Political Islam

Submitted by Anon on 5 March, 2006 - 11:16 Author: Clive Bradly

Because the political Islamists cry "death to America", articulate popular grievances against Israel and decry "imperialism", many on the left identify them as either wholly progressive, sometimes progressive, or "at heart" progressive. Or, condescendingly, they see the "Islamic" element in their politics as only superficial.

Modern "Islamic fundamentalism" ("political Islam" or "Islamism") is essentially a political, not a religious current. It denotes not especial devoutness, but political movements aiming to reshape societies on the model of "Islamic states" which allegedly existed 1,200 years ago.

Modern Islamism attempts to master the contradictions of partly-secularised, partly-industrialised, partly-cosmopolitan societies by inventing a past and seeking to use modern military means to return society to it.

Modern Islamism originates in the cities, not the tradition-bound countryside. Its activists are the educated middle class (often young men who are frustrated, jobless university graduates), not those remote from scientific and modern culture.

Although some Islamist currents were assisted by the USA and pro-US governments which saw them as a safer channel for protest than the secular left, Islamism is not simply the creation of such aid. It has its own roots. And while some Islamist currents have fought pro-US regimes, there is much more to political Islam than a "spontaneous" expression of "despair and rage" against US imperialism.

Political Islam is not an outgrowth of a national liberation struggle against imperialism. In the era when mainly-Muslim countries were struggling for freedom from colonial domination, secular politics dominated. Secularists appealed to "the nation". Islamists usually do not.
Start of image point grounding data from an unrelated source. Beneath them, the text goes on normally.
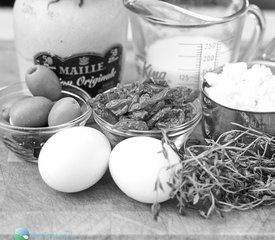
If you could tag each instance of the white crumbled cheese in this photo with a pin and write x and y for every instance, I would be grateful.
(243, 88)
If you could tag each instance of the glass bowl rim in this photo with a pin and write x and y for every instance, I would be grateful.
(103, 123)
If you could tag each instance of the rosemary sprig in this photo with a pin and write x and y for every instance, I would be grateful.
(237, 171)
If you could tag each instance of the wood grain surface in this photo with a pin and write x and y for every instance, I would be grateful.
(103, 211)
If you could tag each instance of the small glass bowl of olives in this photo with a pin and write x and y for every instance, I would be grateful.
(28, 119)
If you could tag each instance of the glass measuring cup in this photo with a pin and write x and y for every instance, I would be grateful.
(178, 40)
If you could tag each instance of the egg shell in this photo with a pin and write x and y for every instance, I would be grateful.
(5, 111)
(42, 81)
(74, 159)
(136, 163)
(30, 112)
(64, 110)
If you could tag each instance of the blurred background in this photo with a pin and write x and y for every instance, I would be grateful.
(265, 4)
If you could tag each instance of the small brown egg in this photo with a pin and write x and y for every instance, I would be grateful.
(5, 110)
(42, 81)
(31, 112)
(64, 110)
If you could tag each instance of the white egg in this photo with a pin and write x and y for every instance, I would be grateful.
(74, 159)
(136, 163)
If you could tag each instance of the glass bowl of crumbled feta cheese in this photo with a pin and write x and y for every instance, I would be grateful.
(241, 93)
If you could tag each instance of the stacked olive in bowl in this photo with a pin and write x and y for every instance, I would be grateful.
(34, 110)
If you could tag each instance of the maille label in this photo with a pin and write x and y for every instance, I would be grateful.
(92, 72)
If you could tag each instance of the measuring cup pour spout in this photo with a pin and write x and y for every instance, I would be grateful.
(180, 40)
(153, 10)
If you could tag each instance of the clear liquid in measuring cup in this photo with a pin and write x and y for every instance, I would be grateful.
(181, 60)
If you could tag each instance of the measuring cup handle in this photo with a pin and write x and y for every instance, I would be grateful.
(258, 34)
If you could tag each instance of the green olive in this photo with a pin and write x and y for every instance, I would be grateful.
(64, 110)
(42, 81)
(31, 112)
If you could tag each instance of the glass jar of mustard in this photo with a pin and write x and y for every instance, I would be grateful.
(82, 41)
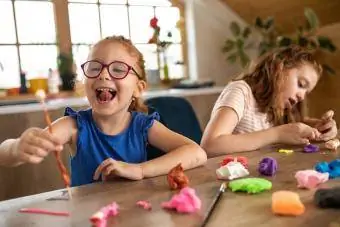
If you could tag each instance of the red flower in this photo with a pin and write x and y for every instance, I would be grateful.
(153, 22)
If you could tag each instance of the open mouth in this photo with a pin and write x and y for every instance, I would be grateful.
(292, 102)
(105, 95)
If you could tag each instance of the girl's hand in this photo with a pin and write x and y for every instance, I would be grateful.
(111, 168)
(297, 133)
(35, 144)
(327, 126)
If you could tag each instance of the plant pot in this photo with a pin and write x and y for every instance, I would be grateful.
(68, 82)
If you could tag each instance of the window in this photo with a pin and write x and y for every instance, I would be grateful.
(28, 40)
(23, 45)
(130, 18)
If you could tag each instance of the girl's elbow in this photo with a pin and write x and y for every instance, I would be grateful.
(201, 155)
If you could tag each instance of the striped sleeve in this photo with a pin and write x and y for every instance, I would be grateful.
(234, 96)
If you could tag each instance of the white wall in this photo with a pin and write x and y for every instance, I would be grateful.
(207, 28)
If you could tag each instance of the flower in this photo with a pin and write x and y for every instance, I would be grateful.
(153, 22)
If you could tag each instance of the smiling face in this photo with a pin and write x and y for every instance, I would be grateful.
(299, 81)
(106, 94)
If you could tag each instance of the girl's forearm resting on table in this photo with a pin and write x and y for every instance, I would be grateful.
(189, 156)
(230, 143)
(8, 153)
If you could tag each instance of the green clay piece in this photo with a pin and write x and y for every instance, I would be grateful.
(250, 185)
In the countries where Islamism has grown, capitalist development has ravaged old social relationships without creating stable new relationships. Pre-capitalist society has largely been eliminated.
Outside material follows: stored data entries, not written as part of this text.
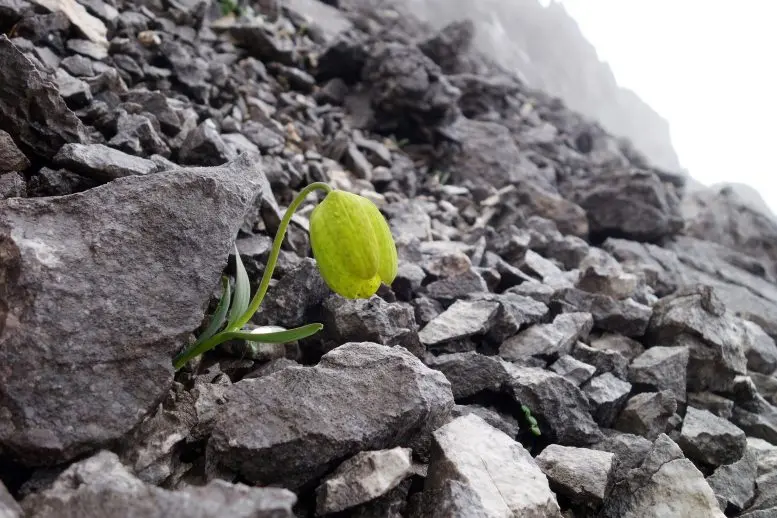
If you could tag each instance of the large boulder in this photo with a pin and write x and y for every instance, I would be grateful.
(97, 291)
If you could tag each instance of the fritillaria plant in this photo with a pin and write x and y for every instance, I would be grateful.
(355, 253)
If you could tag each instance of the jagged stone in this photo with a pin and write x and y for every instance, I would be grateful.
(101, 486)
(710, 439)
(288, 427)
(365, 476)
(476, 470)
(94, 255)
(647, 414)
(580, 474)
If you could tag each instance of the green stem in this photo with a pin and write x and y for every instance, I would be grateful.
(186, 355)
(276, 250)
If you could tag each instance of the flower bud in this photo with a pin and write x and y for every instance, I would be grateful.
(352, 244)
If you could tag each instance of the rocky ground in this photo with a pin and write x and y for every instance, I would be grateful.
(546, 270)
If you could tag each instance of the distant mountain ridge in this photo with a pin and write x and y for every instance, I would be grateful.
(546, 48)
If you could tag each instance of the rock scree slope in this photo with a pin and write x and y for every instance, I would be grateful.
(572, 331)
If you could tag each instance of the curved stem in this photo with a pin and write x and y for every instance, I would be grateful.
(276, 250)
(186, 355)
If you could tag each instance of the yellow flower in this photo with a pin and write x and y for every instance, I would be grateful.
(352, 244)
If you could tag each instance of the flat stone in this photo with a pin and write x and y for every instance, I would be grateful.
(92, 257)
(26, 95)
(12, 185)
(470, 373)
(476, 470)
(462, 320)
(580, 474)
(101, 486)
(102, 163)
(287, 428)
(607, 394)
(625, 317)
(11, 158)
(698, 319)
(647, 414)
(572, 369)
(548, 339)
(710, 439)
(665, 482)
(629, 450)
(734, 483)
(9, 508)
(661, 368)
(561, 409)
(365, 476)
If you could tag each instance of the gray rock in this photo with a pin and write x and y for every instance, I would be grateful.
(601, 273)
(365, 476)
(12, 185)
(714, 403)
(489, 156)
(607, 394)
(408, 280)
(296, 293)
(288, 427)
(94, 256)
(734, 483)
(504, 422)
(766, 494)
(561, 410)
(580, 474)
(619, 316)
(204, 146)
(476, 470)
(406, 84)
(665, 482)
(574, 370)
(661, 368)
(11, 158)
(26, 95)
(710, 439)
(515, 311)
(101, 486)
(630, 451)
(102, 163)
(760, 349)
(88, 48)
(137, 134)
(647, 414)
(460, 321)
(548, 339)
(765, 453)
(624, 345)
(50, 182)
(470, 373)
(9, 508)
(603, 360)
(698, 319)
(757, 418)
(569, 217)
(73, 90)
(636, 205)
(456, 287)
(426, 310)
(373, 320)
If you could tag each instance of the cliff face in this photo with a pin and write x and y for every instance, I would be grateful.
(545, 46)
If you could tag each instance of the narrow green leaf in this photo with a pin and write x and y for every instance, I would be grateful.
(219, 315)
(278, 337)
(242, 296)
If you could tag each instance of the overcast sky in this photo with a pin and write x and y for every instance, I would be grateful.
(709, 67)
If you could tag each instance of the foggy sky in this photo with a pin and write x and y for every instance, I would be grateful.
(708, 66)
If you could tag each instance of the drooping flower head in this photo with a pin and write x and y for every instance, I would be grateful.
(352, 244)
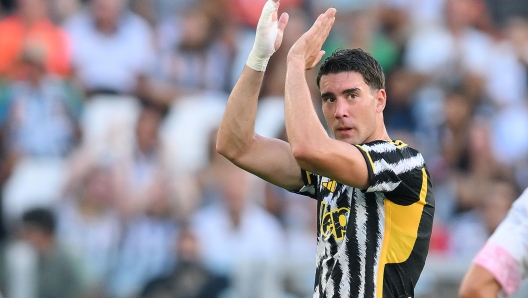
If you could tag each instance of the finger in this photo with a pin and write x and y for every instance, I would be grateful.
(318, 58)
(283, 21)
(269, 10)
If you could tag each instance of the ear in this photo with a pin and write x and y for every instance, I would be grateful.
(381, 100)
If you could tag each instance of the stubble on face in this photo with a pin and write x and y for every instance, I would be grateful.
(348, 106)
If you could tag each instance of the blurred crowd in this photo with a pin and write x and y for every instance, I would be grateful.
(110, 182)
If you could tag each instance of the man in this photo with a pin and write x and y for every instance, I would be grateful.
(501, 265)
(376, 206)
(39, 258)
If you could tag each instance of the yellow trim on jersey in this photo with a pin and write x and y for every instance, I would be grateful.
(308, 178)
(370, 158)
(330, 185)
(399, 144)
(401, 231)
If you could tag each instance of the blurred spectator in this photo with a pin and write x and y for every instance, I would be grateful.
(189, 278)
(147, 248)
(480, 210)
(39, 115)
(62, 10)
(112, 47)
(55, 271)
(139, 168)
(501, 11)
(155, 11)
(454, 134)
(399, 111)
(30, 25)
(89, 225)
(359, 27)
(194, 56)
(455, 51)
(240, 240)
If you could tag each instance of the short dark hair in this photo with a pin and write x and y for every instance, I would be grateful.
(344, 60)
(40, 218)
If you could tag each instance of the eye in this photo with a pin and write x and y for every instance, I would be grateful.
(351, 95)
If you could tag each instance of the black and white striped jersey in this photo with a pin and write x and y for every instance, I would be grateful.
(374, 242)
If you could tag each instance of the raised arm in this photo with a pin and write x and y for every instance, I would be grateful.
(270, 159)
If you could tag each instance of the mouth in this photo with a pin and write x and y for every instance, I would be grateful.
(344, 130)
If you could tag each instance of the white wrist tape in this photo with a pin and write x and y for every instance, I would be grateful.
(266, 35)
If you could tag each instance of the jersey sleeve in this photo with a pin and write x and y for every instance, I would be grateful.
(310, 184)
(396, 170)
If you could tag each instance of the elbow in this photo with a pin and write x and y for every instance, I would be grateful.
(222, 147)
(229, 148)
(304, 156)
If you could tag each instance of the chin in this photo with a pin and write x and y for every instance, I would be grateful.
(349, 140)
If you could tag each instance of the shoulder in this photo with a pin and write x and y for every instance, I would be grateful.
(393, 150)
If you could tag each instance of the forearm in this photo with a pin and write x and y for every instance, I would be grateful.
(237, 129)
(303, 127)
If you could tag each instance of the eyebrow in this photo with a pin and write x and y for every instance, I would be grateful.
(350, 90)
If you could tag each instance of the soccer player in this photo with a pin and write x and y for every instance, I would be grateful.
(501, 265)
(375, 202)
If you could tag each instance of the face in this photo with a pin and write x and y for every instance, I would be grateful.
(351, 109)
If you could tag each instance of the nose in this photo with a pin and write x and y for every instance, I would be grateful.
(341, 109)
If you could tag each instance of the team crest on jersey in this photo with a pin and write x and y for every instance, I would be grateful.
(330, 185)
(334, 222)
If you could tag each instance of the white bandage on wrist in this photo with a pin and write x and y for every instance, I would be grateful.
(266, 35)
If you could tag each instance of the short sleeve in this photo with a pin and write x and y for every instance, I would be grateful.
(310, 184)
(396, 170)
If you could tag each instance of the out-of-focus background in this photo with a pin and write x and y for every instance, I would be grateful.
(110, 184)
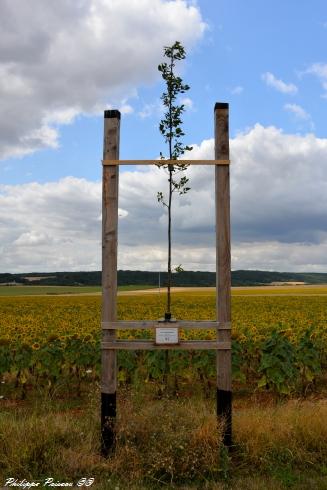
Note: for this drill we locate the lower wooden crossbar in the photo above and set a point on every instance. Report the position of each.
(148, 324)
(150, 345)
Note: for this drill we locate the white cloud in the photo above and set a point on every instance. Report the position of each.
(299, 113)
(278, 207)
(279, 85)
(60, 59)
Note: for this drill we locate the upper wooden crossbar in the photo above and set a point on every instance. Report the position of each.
(166, 162)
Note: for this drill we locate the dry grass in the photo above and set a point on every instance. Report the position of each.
(170, 444)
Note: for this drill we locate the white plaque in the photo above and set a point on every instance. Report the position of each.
(166, 335)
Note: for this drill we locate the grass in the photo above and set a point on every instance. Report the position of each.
(167, 443)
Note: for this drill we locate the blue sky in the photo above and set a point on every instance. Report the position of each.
(267, 59)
Fortunes have been made out of oil. Universities, TVs, radios, CD players, cars, bureaucracies, airports, skyscrapers have mushroomed while millions have been thrown to the margins of society. A class of "new petty bourgeois" is tantalised, then frustrated, by the chaotic, lopsided development.

The old exploiting classes - bazaar merchants, religious leaders and landlords - remain and are jostled and embittered by change. While in advanced capitalist countries, most of the population is working class, in these societies the working class is a minority. The marginalised semi-proletarian poor and disoriented petty bourgeois make up the majority.

Growing in these social conditions, political Islam combines some of the features of the "reactionary anti-capitalism" Marx described in the Communist Manifesto - a reaction by displaced elements of the relatively well-off to the disruptions of early industrial-capitalist development - with some of the features of fascism.

Political Islam is violently opposed to the (relative) women's emancipation and secularism they see in the USA, and usually to any form of democracy. It has no problem with capitalism, profit, inequality, or dealing with the IMF.